On the Animal that is Ke$ha
When unmarried 40-year-old hip-hop mogul Sean "P. Diddy" Combs gets out of bed every morning, he probably doesn't have much to worry about. After all, Combs made over $30 million last year and employs a staff to take care of his six children, make him breakfast, dress him and most likely bathe him.23-year-old Kesha Rose Sebert, more commonly known by her stage name, Ke$ha, probably has more difficult mornings. Yet, when she uttered the words "Wake up in the mornin'/ Feelin' like P. Diddy," she used Combs' sunrise routine as a muse for her hit single "TiK ToK." The subsequent Facebook statuses and tweets from "look at me, I drink!" females around the world were soon to follow.

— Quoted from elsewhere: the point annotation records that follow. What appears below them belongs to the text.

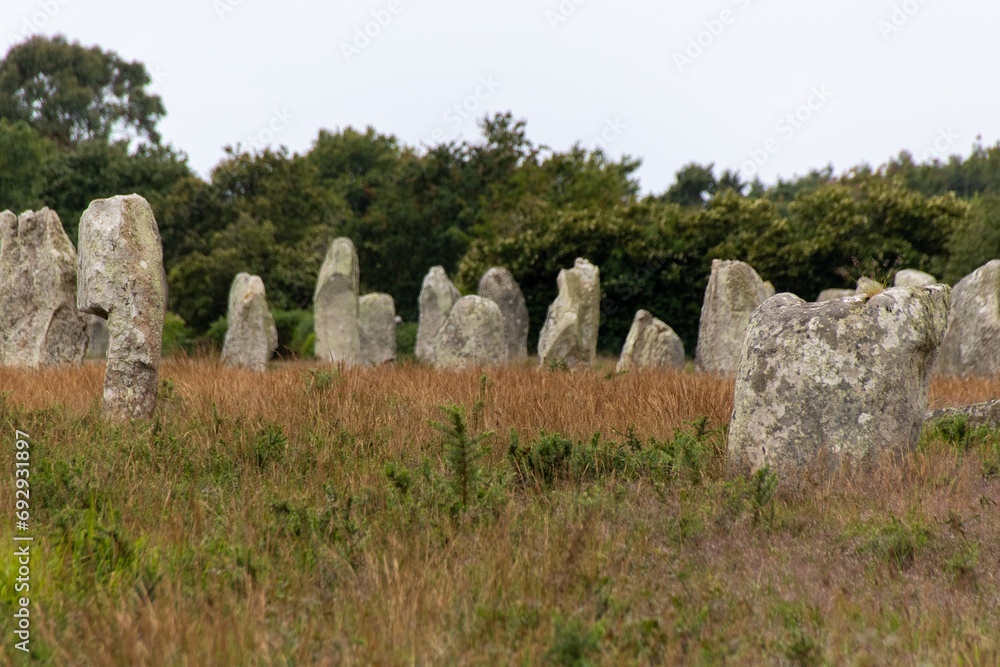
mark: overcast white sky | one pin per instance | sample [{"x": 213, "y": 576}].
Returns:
[{"x": 630, "y": 75}]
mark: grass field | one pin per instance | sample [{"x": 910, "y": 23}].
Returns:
[{"x": 310, "y": 516}]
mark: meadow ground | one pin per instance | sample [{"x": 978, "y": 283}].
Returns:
[{"x": 312, "y": 516}]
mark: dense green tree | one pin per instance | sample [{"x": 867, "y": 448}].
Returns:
[{"x": 74, "y": 94}]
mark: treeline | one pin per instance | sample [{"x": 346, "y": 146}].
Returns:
[{"x": 77, "y": 124}]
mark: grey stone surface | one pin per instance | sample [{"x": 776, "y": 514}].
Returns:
[
  {"x": 377, "y": 323},
  {"x": 437, "y": 297},
  {"x": 734, "y": 291},
  {"x": 834, "y": 293},
  {"x": 97, "y": 336},
  {"x": 335, "y": 305},
  {"x": 473, "y": 335},
  {"x": 841, "y": 378},
  {"x": 39, "y": 321},
  {"x": 569, "y": 334},
  {"x": 252, "y": 337},
  {"x": 650, "y": 344},
  {"x": 121, "y": 277},
  {"x": 499, "y": 285},
  {"x": 971, "y": 345}
]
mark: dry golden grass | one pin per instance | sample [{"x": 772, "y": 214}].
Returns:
[{"x": 201, "y": 538}]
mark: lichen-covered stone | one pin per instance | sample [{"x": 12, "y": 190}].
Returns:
[
  {"x": 499, "y": 285},
  {"x": 39, "y": 321},
  {"x": 252, "y": 337},
  {"x": 377, "y": 323},
  {"x": 569, "y": 334},
  {"x": 335, "y": 305},
  {"x": 437, "y": 297},
  {"x": 651, "y": 344},
  {"x": 121, "y": 278},
  {"x": 473, "y": 335},
  {"x": 734, "y": 291},
  {"x": 971, "y": 345},
  {"x": 834, "y": 293},
  {"x": 844, "y": 378},
  {"x": 913, "y": 278}
]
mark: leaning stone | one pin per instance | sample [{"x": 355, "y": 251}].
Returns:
[
  {"x": 377, "y": 324},
  {"x": 914, "y": 278},
  {"x": 569, "y": 334},
  {"x": 651, "y": 344},
  {"x": 97, "y": 336},
  {"x": 437, "y": 297},
  {"x": 831, "y": 294},
  {"x": 121, "y": 278},
  {"x": 971, "y": 345},
  {"x": 499, "y": 285},
  {"x": 980, "y": 414},
  {"x": 473, "y": 335},
  {"x": 335, "y": 303},
  {"x": 845, "y": 378},
  {"x": 39, "y": 322},
  {"x": 734, "y": 291},
  {"x": 252, "y": 337}
]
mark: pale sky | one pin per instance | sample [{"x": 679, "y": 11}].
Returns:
[{"x": 668, "y": 82}]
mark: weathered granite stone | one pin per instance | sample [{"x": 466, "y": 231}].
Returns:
[
  {"x": 473, "y": 335},
  {"x": 252, "y": 337},
  {"x": 97, "y": 336},
  {"x": 913, "y": 278},
  {"x": 971, "y": 345},
  {"x": 39, "y": 322},
  {"x": 651, "y": 344},
  {"x": 569, "y": 334},
  {"x": 437, "y": 297},
  {"x": 335, "y": 305},
  {"x": 734, "y": 291},
  {"x": 377, "y": 323},
  {"x": 499, "y": 285},
  {"x": 845, "y": 378},
  {"x": 834, "y": 293},
  {"x": 121, "y": 278}
]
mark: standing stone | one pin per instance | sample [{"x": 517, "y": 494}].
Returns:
[
  {"x": 121, "y": 278},
  {"x": 971, "y": 345},
  {"x": 499, "y": 285},
  {"x": 914, "y": 278},
  {"x": 335, "y": 303},
  {"x": 437, "y": 297},
  {"x": 377, "y": 325},
  {"x": 650, "y": 344},
  {"x": 97, "y": 336},
  {"x": 734, "y": 291},
  {"x": 569, "y": 334},
  {"x": 841, "y": 378},
  {"x": 834, "y": 293},
  {"x": 473, "y": 335},
  {"x": 39, "y": 322},
  {"x": 252, "y": 337}
]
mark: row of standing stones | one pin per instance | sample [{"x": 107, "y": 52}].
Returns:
[{"x": 846, "y": 376}]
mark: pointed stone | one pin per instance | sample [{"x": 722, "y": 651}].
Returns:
[
  {"x": 338, "y": 337},
  {"x": 252, "y": 337},
  {"x": 121, "y": 278},
  {"x": 437, "y": 297}
]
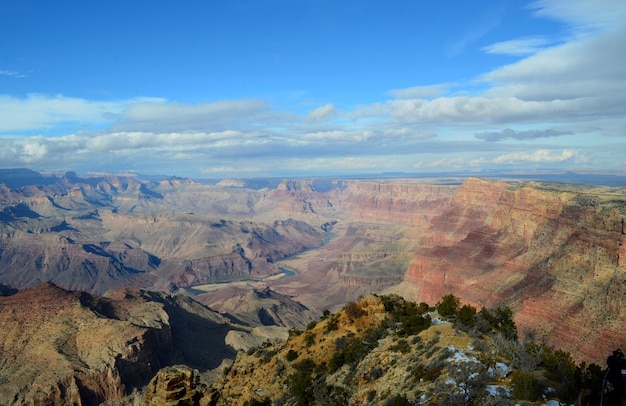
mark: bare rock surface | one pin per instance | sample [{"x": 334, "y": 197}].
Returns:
[{"x": 62, "y": 347}]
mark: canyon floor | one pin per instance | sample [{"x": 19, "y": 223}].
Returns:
[{"x": 554, "y": 253}]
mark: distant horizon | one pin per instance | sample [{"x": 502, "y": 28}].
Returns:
[
  {"x": 275, "y": 88},
  {"x": 614, "y": 179}
]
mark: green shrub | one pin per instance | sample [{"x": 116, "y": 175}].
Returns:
[
  {"x": 332, "y": 323},
  {"x": 449, "y": 306},
  {"x": 291, "y": 355},
  {"x": 525, "y": 386},
  {"x": 353, "y": 310},
  {"x": 301, "y": 382},
  {"x": 309, "y": 339}
]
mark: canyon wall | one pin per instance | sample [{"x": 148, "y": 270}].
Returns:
[
  {"x": 554, "y": 255},
  {"x": 62, "y": 347}
]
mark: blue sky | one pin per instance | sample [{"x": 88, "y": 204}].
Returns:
[{"x": 313, "y": 87}]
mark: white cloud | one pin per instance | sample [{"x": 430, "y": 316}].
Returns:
[
  {"x": 11, "y": 74},
  {"x": 420, "y": 92},
  {"x": 323, "y": 112},
  {"x": 540, "y": 156},
  {"x": 37, "y": 112},
  {"x": 509, "y": 133},
  {"x": 518, "y": 47}
]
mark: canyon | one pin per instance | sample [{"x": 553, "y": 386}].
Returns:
[{"x": 554, "y": 253}]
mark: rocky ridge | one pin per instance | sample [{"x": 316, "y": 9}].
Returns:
[{"x": 62, "y": 347}]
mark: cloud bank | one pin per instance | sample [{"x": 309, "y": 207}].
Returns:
[{"x": 562, "y": 103}]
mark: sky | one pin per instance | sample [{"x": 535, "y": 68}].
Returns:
[{"x": 257, "y": 88}]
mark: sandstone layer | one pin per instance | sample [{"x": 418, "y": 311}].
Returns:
[{"x": 62, "y": 347}]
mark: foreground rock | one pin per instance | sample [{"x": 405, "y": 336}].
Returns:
[
  {"x": 178, "y": 385},
  {"x": 61, "y": 347}
]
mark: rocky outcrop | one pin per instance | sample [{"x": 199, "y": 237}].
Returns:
[
  {"x": 547, "y": 252},
  {"x": 62, "y": 347},
  {"x": 405, "y": 201},
  {"x": 178, "y": 385}
]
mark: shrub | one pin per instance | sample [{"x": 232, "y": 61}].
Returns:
[
  {"x": 291, "y": 355},
  {"x": 525, "y": 386},
  {"x": 401, "y": 346},
  {"x": 466, "y": 316},
  {"x": 332, "y": 323},
  {"x": 309, "y": 339},
  {"x": 353, "y": 310},
  {"x": 449, "y": 306},
  {"x": 301, "y": 381},
  {"x": 294, "y": 332}
]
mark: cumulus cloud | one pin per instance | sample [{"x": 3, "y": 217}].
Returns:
[
  {"x": 323, "y": 112},
  {"x": 420, "y": 92},
  {"x": 509, "y": 133},
  {"x": 539, "y": 156},
  {"x": 37, "y": 112},
  {"x": 11, "y": 73},
  {"x": 174, "y": 117}
]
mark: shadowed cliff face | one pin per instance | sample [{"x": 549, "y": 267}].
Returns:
[
  {"x": 554, "y": 255},
  {"x": 61, "y": 347}
]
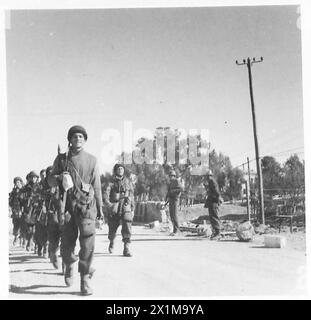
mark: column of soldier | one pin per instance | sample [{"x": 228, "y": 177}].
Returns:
[
  {"x": 35, "y": 215},
  {"x": 51, "y": 210}
]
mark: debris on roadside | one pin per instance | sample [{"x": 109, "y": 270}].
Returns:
[
  {"x": 199, "y": 229},
  {"x": 245, "y": 231},
  {"x": 273, "y": 241}
]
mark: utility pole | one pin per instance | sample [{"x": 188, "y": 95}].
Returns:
[{"x": 249, "y": 64}]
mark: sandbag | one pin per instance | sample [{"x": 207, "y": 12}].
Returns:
[{"x": 245, "y": 231}]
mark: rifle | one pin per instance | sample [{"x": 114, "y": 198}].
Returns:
[{"x": 64, "y": 199}]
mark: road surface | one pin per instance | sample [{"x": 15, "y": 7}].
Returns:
[{"x": 164, "y": 266}]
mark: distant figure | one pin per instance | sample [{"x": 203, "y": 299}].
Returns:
[
  {"x": 76, "y": 172},
  {"x": 212, "y": 203},
  {"x": 172, "y": 198},
  {"x": 16, "y": 208},
  {"x": 119, "y": 197}
]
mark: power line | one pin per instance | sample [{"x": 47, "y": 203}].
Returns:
[{"x": 273, "y": 154}]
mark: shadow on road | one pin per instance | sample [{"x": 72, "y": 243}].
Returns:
[
  {"x": 33, "y": 270},
  {"x": 29, "y": 290}
]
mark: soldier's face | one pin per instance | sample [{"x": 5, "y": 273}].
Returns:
[
  {"x": 77, "y": 141},
  {"x": 18, "y": 184},
  {"x": 120, "y": 171}
]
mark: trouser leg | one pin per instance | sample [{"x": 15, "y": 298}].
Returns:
[
  {"x": 41, "y": 236},
  {"x": 53, "y": 238},
  {"x": 126, "y": 231},
  {"x": 68, "y": 241},
  {"x": 87, "y": 244},
  {"x": 173, "y": 214},
  {"x": 213, "y": 211},
  {"x": 113, "y": 224},
  {"x": 30, "y": 228},
  {"x": 16, "y": 226}
]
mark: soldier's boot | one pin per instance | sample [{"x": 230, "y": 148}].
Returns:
[
  {"x": 45, "y": 252},
  {"x": 54, "y": 260},
  {"x": 39, "y": 250},
  {"x": 28, "y": 245},
  {"x": 68, "y": 274},
  {"x": 126, "y": 250},
  {"x": 111, "y": 247},
  {"x": 85, "y": 286},
  {"x": 215, "y": 235}
]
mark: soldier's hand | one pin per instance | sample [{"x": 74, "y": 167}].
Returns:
[{"x": 100, "y": 215}]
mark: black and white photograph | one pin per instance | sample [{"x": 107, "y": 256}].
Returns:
[{"x": 154, "y": 152}]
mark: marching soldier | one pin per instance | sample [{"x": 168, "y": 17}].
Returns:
[
  {"x": 76, "y": 172},
  {"x": 212, "y": 203},
  {"x": 172, "y": 198},
  {"x": 119, "y": 197},
  {"x": 16, "y": 208},
  {"x": 54, "y": 222},
  {"x": 41, "y": 233},
  {"x": 32, "y": 206}
]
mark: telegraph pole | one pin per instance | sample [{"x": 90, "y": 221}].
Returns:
[{"x": 249, "y": 64}]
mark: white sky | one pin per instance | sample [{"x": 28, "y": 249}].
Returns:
[
  {"x": 101, "y": 68},
  {"x": 155, "y": 67}
]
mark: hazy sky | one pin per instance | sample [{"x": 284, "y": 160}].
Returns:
[{"x": 155, "y": 67}]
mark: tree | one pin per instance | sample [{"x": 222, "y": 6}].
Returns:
[
  {"x": 272, "y": 175},
  {"x": 294, "y": 179}
]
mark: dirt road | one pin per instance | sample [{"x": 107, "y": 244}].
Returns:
[{"x": 164, "y": 266}]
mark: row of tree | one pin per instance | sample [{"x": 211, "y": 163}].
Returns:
[{"x": 151, "y": 179}]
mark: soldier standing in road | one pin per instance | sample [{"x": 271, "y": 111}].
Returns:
[
  {"x": 16, "y": 208},
  {"x": 119, "y": 197},
  {"x": 76, "y": 172},
  {"x": 172, "y": 197},
  {"x": 42, "y": 175},
  {"x": 212, "y": 202},
  {"x": 32, "y": 206},
  {"x": 41, "y": 234},
  {"x": 54, "y": 219}
]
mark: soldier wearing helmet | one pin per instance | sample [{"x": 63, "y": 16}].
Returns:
[
  {"x": 41, "y": 230},
  {"x": 53, "y": 225},
  {"x": 212, "y": 202},
  {"x": 16, "y": 208},
  {"x": 32, "y": 206},
  {"x": 76, "y": 173},
  {"x": 172, "y": 198},
  {"x": 119, "y": 197}
]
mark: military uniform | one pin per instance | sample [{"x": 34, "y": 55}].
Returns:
[
  {"x": 41, "y": 232},
  {"x": 16, "y": 209},
  {"x": 173, "y": 195},
  {"x": 83, "y": 203},
  {"x": 54, "y": 220},
  {"x": 119, "y": 197},
  {"x": 32, "y": 209},
  {"x": 212, "y": 202}
]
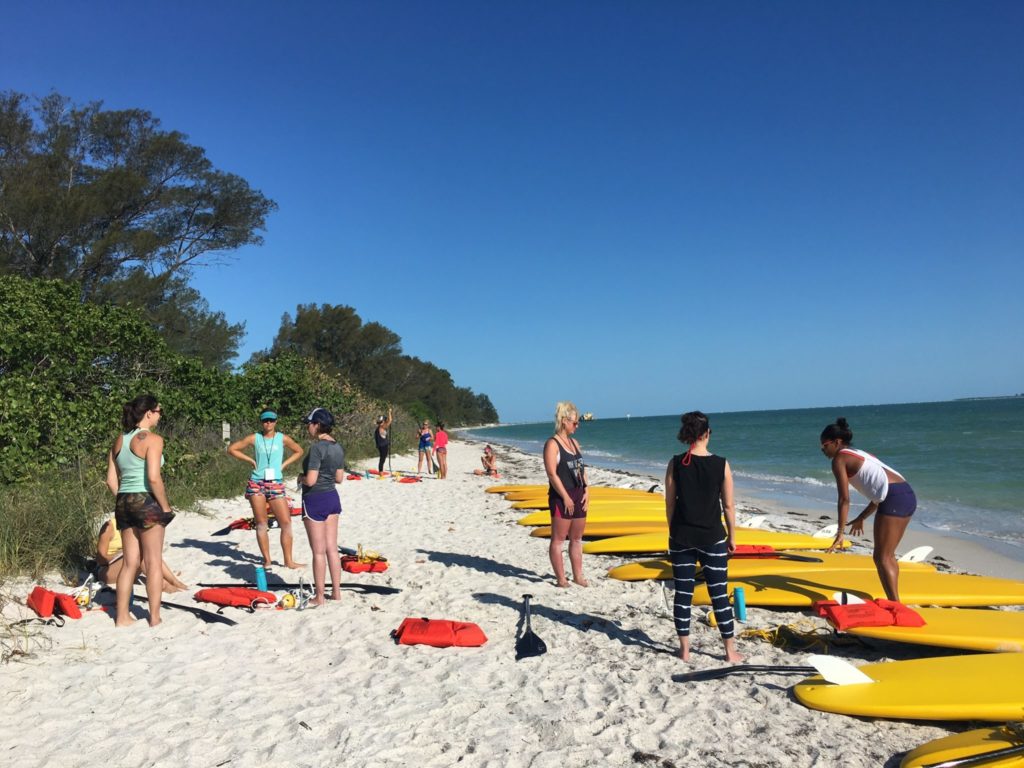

I somehow managed my way through Ke$ha's first album Animal, and I can safely say that it is by far the worst piece of music I have ever listened to. Don't get me wrong - I'm not a snob who simply writes off anything that is played over the radio or at a Martel party. One must remember that I regard Jeremih's "Imma Star" as the best song of the past decade and that my iTunes tells me I have listened to "You're a Jerk" by the New Boyz more than 85 times since its release last spring. Yet with Ke$ha, every song seems to be pre-fabricated, overproduced, riddled with repetition and concerned with the same subject matter - a constant rotation of "I'm partying," "This guy likes me" and "I'm too hot for this guy!"
Speaking of subject matter, I was inspired to compose this column when I woke up last Thursday feeling more like Sean Connery than Sean Combs. I went to the bathroom on my way to class and, just as I prepared to defecate away my stomach's sorrows, a familiar whining, almost moaning, note came over my iPod's headphones. It was Ke$ha.
Something funny happened when my iPod arbitrarily decided to subject me to her song "Blah Blah Blah" while I took a hungover crap: I couldn't stop listening. Not to say that I was physically unable to change the song, I just had every desire in the world to listen to "Blah Blah Blah" in its entirety. For the same reasons I had locked my door each time I had scoured the Internet in weeks prior, trying to find remixes of "Tik Tok" that I could listen to without being chastised, I was overcome with an overwhelming sense of emotion. I hated her, and didn't, at the same time. I realized that Ke$ha was the scum of the music world, yet I loved her . I wanted to be her.
What are we to make of people like Ke$ha who in many ways are the female answers to male musical abominations such as Soulja Boy and T-Pain? While their marketability, social manipulation and production are near flawless, their talent is nonexistent. Ke$ha inexplicably lists artists such as Johnny Cash, Bob Dylan and Aaron Neville among her influences. With an extensive background in songwriting and musical production, Ke$ha and other similar artists seem to be just poking fun at the ease with which they can dominate the charts through cookie-cutter media. Much like the rise of reality television, America knows the music industry is becoming a dumbed-down ringtone metropolis. And nobody seems to mind.
I wanted to try to solve this problem while I sat on the pot that morning. I hated myself for humming along to "Blah Blah Blah" and its exceptionally terrible lyrics. It was then that I had an epiphany: Is this even a problem? Can we not just put aside our pretentious preconceived notion of what good music or good television is supposed to be? I had a dream that day: a dream that one day, a group of grown men could sit together and listen to a catchy Ke$ha song during a commercial break while watching VH1's "Charm School" or "I Love New York."
That dream ended when my iPod fell in the toilet.
Connor Hayes is a Baker College junior and Thresher Backpage editor.